The Sun operates on an 11-year cycle, alternating between active and quiet periods. We are currently in a quiet period, with few sunspots on the sun’s surface and fewer solar flares, though the next cycle of activity has begun. It is expected to peak around 2012, bringing lots of sunspots, flares and coronal mass ejections (CMEs). CMEs can interact with the Earth’s magnetosphere, causing problems for satellites, communications, and power grids.
This upcoming active period now looks like it will be more intense than the previous one, which peaked around 2006, some scientists think. The reason is the changes in the sun’s alignment.
During the last peak, solar fields hitting the Earth were first anti-aligned then aligned. Anti-aligned fields can energize particles, but in this case, the energy came before the particles themselves, which doesn’t create much of a fuss in terms of geomagnetic storms and disruptions.

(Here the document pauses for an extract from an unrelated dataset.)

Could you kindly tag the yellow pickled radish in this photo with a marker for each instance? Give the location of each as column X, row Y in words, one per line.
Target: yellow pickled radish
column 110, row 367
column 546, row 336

But the next cycle will see aligned, then anti-aligned fields, in theory amplifying the effects of the storms as they hit.
Raeder likens the difference to igniting a gas stove one of two ways: In the first way, the gas is turned on and the stove is lit and you get a flame. In the other way, you let the gas run for awhile, so that when you add the gas you get a much bigger boom.
“It should be that we’re in for a tough time in the next 11 years,” Sibeck said.
The years ahead could be especially lively. Raeder explains: “We’re entering Solar Cycle 24. For reasons not fully understood, CMEs in even-numbered solar cycles (like 24) tend to hit Earth with a leading edge that is magnetized north. Such a CME should open a breach and load the magnetosphere with plasma just before the storm gets underway. It’s the perfect sequence for a really big event.”
Sibeck agrees. “This could result in stronger geomagnetic storms than we have seen in many years.”